Intervention bodies like DESOPADEC in Delta State were established to help bridge this gap. Yet, persistent concerns over politicisation, limited reach and funding inadequacy continue to raise questions about whether such institutions truly match the scale of devastation in oil-bearing areas.

 In just the first half of 2025, nine oil-producing states Abia, Akwa Ibom, Anambra, Bayelsa, Delta, Edo, Imo, Ondo and Rivers—shared over ₦881 billion in derivation revenue, with Delta State among the top beneficiaries. Still, many oil-host communities remain without basic infrastructure or economic opportunities.

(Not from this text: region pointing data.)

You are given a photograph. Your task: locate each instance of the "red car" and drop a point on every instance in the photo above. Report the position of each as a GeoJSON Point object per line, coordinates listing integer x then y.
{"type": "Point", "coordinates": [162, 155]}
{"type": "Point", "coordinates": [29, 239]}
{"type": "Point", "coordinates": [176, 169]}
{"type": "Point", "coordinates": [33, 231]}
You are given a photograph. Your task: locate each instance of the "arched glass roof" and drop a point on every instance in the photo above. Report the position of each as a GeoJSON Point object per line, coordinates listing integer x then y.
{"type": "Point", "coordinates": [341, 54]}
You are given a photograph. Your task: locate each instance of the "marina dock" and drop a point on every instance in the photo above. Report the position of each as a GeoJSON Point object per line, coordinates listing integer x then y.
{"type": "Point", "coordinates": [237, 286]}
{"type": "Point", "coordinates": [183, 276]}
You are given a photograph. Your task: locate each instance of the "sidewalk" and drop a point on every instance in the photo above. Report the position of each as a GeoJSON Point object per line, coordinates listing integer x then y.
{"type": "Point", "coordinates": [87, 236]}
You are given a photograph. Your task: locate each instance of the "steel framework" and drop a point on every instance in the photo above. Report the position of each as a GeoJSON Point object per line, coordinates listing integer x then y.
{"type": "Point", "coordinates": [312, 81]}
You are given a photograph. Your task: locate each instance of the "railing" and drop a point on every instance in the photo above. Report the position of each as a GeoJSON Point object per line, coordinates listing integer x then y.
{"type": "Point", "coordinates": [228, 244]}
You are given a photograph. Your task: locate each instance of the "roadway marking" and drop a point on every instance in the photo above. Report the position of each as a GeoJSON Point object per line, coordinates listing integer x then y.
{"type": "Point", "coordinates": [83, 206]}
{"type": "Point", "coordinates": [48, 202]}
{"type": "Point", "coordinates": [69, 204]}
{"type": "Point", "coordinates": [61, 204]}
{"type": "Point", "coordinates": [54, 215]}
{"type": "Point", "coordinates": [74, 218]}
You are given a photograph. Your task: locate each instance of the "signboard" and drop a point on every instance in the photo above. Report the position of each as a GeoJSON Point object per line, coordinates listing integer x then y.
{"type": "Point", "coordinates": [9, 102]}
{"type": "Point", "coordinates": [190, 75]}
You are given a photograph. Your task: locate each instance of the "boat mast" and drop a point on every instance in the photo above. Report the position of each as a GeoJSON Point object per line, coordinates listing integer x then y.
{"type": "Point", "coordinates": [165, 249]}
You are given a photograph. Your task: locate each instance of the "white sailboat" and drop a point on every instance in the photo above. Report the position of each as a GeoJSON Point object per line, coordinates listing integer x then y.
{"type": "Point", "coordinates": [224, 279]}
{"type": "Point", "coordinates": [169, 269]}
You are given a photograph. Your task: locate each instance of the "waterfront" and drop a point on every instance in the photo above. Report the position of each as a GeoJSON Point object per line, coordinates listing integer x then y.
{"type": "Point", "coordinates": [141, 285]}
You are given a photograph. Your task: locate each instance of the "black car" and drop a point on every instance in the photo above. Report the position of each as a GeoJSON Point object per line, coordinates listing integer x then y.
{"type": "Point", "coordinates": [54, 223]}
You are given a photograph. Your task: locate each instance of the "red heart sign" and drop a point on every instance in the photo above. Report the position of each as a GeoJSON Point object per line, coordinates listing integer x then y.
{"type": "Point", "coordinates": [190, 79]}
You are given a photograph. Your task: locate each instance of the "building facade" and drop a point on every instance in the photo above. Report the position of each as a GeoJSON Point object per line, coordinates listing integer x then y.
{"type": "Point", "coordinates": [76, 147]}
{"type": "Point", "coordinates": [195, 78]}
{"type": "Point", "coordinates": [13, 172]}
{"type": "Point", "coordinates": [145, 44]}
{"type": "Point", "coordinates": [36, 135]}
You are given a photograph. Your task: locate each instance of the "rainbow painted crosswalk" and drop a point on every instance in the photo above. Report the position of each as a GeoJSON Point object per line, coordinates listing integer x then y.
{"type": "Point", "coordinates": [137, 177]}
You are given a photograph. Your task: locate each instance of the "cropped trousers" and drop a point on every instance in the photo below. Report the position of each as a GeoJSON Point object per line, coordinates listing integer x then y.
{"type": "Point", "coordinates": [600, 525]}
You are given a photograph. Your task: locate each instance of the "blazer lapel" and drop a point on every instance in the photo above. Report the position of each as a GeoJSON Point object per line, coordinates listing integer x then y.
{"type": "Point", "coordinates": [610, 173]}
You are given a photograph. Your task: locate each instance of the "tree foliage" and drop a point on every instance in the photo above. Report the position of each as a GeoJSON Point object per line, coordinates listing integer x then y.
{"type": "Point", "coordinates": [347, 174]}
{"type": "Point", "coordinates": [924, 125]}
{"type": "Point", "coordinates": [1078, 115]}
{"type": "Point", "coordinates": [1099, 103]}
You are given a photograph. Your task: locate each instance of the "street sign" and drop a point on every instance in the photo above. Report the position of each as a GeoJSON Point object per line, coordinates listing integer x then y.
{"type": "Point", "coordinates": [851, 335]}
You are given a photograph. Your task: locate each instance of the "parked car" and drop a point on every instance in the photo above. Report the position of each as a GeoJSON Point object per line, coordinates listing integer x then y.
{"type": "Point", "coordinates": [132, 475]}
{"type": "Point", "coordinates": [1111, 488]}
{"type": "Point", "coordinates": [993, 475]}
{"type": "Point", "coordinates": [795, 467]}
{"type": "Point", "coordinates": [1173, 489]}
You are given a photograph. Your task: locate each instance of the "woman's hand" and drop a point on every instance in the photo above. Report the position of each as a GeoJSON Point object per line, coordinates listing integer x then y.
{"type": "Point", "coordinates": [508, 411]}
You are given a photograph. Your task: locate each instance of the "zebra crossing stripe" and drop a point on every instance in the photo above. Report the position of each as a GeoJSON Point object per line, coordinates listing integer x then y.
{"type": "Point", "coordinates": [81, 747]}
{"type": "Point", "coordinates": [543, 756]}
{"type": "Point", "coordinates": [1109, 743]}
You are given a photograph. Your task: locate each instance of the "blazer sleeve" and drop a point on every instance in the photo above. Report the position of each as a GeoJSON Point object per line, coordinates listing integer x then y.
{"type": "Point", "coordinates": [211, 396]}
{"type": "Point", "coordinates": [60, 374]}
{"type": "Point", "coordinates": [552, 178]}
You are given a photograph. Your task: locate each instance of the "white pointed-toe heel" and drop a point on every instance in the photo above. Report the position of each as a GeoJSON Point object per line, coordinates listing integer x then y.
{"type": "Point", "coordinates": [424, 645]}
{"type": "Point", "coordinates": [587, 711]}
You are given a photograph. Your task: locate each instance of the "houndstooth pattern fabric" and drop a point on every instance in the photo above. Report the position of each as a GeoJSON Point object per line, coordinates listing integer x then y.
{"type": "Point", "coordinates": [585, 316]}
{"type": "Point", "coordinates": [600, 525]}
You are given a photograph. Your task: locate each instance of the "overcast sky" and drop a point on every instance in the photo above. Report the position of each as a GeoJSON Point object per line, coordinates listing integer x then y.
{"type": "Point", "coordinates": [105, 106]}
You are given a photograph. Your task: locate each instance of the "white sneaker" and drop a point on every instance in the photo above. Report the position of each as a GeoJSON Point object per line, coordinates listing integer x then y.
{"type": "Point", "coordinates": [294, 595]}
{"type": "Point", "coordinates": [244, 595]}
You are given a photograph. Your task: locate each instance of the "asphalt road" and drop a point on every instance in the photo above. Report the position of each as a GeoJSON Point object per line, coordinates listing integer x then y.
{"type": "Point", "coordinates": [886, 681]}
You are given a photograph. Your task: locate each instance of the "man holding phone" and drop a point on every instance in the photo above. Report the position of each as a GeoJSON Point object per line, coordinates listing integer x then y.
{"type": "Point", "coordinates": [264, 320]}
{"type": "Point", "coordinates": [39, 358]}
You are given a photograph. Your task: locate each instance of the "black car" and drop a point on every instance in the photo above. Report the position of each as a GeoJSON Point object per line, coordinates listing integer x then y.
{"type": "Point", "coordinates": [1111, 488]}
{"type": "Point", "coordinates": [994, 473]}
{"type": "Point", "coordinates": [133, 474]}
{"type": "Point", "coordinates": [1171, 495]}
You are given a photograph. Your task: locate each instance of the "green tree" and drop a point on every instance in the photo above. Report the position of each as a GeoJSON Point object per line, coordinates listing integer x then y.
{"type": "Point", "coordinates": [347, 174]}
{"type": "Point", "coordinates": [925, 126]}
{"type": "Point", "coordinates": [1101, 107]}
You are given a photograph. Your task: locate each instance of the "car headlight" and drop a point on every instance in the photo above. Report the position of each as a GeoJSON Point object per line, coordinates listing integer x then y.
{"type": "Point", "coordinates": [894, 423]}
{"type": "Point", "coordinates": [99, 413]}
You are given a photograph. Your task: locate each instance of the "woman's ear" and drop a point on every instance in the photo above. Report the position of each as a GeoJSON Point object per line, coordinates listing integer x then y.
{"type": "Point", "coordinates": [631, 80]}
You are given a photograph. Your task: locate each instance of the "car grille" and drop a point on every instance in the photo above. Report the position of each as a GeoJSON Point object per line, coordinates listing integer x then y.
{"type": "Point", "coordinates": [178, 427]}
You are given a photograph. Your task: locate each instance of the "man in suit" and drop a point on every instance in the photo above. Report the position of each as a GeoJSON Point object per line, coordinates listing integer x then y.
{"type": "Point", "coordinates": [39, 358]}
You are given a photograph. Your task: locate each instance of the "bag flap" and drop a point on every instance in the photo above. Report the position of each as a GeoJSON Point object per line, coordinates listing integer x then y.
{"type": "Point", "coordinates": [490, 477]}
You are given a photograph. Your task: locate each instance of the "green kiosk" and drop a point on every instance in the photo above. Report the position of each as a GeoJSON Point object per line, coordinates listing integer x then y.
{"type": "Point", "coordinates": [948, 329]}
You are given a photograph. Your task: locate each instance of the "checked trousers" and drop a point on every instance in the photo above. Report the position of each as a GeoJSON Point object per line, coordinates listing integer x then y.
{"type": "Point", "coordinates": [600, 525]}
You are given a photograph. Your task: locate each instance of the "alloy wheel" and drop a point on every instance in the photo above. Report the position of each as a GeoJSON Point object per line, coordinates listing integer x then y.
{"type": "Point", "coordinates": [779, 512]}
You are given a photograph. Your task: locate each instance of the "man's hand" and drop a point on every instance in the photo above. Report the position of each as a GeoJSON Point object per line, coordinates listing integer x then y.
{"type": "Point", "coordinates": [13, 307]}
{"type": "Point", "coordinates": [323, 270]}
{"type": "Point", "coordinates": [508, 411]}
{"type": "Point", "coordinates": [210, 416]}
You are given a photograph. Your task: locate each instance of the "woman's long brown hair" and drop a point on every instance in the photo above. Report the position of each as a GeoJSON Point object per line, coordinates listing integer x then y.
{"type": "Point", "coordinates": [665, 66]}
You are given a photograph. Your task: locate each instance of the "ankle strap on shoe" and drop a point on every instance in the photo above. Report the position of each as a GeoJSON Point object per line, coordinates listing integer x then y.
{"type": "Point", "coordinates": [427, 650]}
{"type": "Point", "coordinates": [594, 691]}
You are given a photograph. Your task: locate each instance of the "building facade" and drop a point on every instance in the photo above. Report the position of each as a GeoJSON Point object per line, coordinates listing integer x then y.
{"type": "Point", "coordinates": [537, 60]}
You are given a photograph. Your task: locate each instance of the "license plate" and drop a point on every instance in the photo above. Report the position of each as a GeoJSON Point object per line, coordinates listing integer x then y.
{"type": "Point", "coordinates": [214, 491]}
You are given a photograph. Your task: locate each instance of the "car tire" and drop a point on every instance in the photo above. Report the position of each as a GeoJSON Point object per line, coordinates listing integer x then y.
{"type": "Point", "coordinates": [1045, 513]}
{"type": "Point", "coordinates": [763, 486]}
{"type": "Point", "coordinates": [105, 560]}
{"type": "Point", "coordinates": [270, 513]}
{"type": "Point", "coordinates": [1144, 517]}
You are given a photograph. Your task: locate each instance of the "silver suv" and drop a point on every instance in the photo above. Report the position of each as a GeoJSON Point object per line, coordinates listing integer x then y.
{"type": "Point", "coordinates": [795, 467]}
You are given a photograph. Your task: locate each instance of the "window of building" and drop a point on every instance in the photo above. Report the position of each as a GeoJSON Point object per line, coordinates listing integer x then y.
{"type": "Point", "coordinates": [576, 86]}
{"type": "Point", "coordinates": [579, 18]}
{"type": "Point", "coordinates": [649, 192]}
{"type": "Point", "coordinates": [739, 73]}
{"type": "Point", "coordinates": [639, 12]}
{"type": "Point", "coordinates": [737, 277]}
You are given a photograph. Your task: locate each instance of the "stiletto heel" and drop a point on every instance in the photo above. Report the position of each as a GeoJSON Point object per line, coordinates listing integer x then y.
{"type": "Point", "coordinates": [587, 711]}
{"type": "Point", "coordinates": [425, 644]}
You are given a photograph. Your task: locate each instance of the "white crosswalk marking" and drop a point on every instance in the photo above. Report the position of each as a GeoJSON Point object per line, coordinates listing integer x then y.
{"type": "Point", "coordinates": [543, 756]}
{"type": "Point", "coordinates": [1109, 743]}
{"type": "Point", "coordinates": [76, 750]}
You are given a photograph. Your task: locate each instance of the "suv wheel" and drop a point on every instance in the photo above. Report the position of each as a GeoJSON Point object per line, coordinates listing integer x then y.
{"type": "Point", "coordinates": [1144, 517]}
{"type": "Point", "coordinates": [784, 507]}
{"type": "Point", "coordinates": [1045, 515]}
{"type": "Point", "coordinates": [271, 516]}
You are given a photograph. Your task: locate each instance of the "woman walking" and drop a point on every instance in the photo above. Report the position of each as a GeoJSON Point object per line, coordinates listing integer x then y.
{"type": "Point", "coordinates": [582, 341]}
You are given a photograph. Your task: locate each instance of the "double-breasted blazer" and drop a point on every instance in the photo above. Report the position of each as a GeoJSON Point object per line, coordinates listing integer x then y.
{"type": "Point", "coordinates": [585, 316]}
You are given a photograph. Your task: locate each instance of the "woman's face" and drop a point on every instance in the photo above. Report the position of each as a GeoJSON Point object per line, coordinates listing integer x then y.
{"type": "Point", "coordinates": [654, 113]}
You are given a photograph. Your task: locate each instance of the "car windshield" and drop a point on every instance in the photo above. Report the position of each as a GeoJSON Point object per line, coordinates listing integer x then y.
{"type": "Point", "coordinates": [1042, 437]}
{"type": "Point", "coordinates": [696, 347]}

This widening gap between revenue inflows and lived reality has strengthened calls for the establishment of a Derivation Board and a Presidential Monitoring Committee to ensure transparency, accountability and direct impact at the community level.

Civil society organisations are no longer silent. The Niger Delta Civil Society Forum has urged the Federal Government under President Bola Ahmed Tinubu, the National Assembly led by Senate President Godswill Akpabio, and the Revenue Mobilisation, Allocation and Fiscal Commission (RMAFC) to put in place institutional mechanisms that guarantee direct access of host communities to derivation funds.

PANDEF has also thrown its weight behind this demand. Its spokesman, Chief Dr. Ominimini Obiowowin, has openly aligned with the call for direct payment of the 13 per cent derivation to host communities, insisting that regions sustaining Nigeria’s economy deserve tangible development not perpetual neglect.

Despite this growing momentum, one critical stakeholders decisively chairmen of oil-producing communities. As the closest leaders to the people, they occupy a strategic position to mobilise grassroots support, articulate local needs and engage governments with legitimacy and urgency.

Silence or passivity at this moment would amount to abandoning a historic opportunity. The derivation fund was designed to compensate communities for destroyed farmlands, lost fishing rights, health hazards and environmental degradation. Any framework that excludes them violates both justice and common sense.

The struggle for derivation did not begin today. Chief (Dr.) Wellington O. Okirika—celebrated nationwide as “Mr. 13% Derivation Fund” played a decisive role at the 1994–1995 Constitutional Conference, where derivation was raised from a paltry 3 per cent to 13 per cent. His life’s work, captured in his book, “Mr. 13% Derivation Fund: The Life and Legacy of Chief (Dr.) Wellington O. Okirika, CON,” stands as enduring proof that progress is secured through courage, persistence and collective action.

Today, ignorance, poor information flow and entrenched interests can no longer serve as excuses. Oil-producing community chairmen must speak truth to power, unite across ethnic and state lines, and openly support the legal implementation of the 13 per cent derivation directly to host communities

The push is no longer optional; it is inevitable. History will remember those who stood up to reclaim a constitutional promise for their people and those who remained silent while opportunity slipped away. For the Niger Delta, the time to act is now.